A glossy newsstand cover for the fictional monthly Meridian, built in vanilla HTML, CSS and JavaScript. A full-bleed duotone press photo sits behind a giant Playfair masthead, with cover lines arranged left and right around the subject, an oversized display coverline and deck, an issue-date-price flag and a real barcode strip. A pointer-driven gloss and parallax tilt give it newsstand sheen, and an issue switcher swaps the cover art, headlines and metadata between three fully art-directed editions.

Open in Lab
html css vanilla-js
Targets: JS HTML

Code

Magazine Cover

A newsstand-ready cover for The Meridian, a fictional independent monthly. A full-bleed duotone “press photo” — built entirely from layered CSS gradients, a scanline texture and a film-grain overlay — fills the frame, with a soft top-and-bottom scrim keeping every line of type legible. Above it sits a giant Playfair Display masthead, a let-spaced strapline ruled on both sides, and a flag carrying the issue number, cover date and price.

The cover lines follow real magazine art direction: a red kicker tag, an oversized serif coverline with an italic deck and a byline-plus-photographer credit at the centre, flanked by two columns of teaser lines that each pair a section kicker with a headline and a page number. A captioned figure and a genuine CSS barcode strip close out the bottom edge, just like a printed cover.
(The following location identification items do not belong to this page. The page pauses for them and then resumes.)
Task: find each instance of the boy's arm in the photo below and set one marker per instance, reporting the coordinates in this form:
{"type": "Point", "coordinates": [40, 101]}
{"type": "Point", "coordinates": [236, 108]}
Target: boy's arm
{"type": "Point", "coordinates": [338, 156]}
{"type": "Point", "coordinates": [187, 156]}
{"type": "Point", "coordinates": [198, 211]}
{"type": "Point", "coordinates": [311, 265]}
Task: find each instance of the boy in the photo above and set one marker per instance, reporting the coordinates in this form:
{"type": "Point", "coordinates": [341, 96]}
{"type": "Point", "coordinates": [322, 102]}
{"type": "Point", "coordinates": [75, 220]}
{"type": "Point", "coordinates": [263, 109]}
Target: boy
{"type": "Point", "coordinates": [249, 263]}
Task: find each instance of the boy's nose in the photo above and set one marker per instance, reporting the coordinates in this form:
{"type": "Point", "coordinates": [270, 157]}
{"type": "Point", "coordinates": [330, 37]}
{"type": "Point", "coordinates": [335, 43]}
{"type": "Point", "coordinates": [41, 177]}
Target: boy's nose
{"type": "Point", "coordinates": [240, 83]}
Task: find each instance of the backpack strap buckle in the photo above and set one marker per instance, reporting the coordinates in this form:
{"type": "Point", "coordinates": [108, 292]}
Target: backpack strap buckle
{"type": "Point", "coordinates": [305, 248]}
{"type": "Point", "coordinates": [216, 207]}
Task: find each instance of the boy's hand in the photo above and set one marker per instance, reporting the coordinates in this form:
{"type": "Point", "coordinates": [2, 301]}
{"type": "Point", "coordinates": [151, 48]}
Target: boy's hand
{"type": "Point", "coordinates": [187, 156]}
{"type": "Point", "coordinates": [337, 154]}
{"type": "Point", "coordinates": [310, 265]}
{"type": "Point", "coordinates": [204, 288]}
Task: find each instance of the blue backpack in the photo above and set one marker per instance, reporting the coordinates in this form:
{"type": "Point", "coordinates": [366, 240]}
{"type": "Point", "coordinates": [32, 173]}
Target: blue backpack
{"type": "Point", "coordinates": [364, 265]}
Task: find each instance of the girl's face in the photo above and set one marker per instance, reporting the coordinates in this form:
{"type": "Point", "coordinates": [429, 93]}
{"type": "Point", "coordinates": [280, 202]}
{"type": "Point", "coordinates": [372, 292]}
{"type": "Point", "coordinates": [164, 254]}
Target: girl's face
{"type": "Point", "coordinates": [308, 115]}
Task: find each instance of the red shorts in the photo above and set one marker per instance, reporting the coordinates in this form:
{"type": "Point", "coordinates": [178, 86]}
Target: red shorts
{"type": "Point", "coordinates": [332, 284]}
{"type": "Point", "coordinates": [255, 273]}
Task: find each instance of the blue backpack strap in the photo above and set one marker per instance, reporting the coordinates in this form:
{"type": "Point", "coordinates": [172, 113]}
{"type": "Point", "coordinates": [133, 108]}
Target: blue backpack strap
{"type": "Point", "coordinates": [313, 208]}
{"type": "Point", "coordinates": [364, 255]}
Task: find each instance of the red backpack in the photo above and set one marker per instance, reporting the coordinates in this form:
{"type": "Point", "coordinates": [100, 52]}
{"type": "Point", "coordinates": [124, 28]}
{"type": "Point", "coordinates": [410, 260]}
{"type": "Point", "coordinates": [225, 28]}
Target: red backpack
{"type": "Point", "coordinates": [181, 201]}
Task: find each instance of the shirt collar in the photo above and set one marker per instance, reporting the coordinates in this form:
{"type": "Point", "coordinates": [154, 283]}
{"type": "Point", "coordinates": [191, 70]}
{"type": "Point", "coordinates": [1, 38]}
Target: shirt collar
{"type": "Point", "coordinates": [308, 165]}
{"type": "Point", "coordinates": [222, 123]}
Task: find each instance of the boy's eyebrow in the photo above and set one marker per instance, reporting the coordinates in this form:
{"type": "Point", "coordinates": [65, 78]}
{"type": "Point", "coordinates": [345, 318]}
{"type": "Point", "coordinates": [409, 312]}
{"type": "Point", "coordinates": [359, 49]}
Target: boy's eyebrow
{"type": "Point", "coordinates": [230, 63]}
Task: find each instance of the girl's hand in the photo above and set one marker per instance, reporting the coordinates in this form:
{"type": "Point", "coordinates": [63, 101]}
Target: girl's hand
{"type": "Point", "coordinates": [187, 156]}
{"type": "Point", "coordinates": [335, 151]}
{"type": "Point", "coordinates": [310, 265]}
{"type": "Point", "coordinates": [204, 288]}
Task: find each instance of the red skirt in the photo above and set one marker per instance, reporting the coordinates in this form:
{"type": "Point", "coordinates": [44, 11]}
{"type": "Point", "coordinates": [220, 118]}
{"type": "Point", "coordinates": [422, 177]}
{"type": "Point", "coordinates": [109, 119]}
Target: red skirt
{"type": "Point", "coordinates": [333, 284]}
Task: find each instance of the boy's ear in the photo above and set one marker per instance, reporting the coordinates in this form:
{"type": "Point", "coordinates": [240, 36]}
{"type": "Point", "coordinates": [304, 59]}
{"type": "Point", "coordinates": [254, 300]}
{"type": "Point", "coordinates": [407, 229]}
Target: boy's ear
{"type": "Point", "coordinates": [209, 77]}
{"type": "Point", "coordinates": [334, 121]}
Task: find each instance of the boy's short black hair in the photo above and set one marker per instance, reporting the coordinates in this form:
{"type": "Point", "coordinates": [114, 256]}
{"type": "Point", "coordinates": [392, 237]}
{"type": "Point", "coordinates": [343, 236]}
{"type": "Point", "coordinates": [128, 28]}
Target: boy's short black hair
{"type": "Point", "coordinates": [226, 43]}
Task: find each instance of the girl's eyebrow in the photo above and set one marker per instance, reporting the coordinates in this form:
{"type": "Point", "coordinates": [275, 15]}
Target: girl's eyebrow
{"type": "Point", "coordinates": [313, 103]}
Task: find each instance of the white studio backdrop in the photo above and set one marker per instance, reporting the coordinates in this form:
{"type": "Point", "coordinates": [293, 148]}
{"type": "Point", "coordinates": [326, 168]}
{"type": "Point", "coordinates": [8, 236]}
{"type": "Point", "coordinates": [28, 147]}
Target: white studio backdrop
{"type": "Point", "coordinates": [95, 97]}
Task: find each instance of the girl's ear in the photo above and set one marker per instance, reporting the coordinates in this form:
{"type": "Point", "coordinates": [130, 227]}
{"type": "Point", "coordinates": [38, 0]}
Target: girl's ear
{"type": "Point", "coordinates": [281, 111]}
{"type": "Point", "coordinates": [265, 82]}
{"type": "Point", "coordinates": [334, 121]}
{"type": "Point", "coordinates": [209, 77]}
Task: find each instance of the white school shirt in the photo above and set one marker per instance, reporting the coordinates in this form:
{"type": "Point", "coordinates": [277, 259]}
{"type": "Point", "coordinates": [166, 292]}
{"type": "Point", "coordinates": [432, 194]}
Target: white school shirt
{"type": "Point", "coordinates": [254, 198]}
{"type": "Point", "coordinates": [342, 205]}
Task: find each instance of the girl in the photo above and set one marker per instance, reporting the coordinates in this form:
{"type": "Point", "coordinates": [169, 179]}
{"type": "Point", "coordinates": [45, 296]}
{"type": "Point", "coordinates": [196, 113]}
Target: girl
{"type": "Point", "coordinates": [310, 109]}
Two interactions bring it to life, both vanilla JS. Moving the pointer over the cover tilts it in 3D, drifts the photo for parallax depth and sweeps a glossy highlight that tracks the cursor — the newsstand-sheen effect, disabled under prefers-reduced-motion. Below the cover, an accessible issue switcher (arrow-key navigable tablist) swaps between three fully art-directed editions — Blackout, Heatwave and High Tide — rewriting the cover art, masthead strapline, every cover line, the caption, the flag and the barcode, with a small toast() confirming each change.

Illustrative UI only — masthead, headlines, bylines, and articles are fictional; not a real news publication.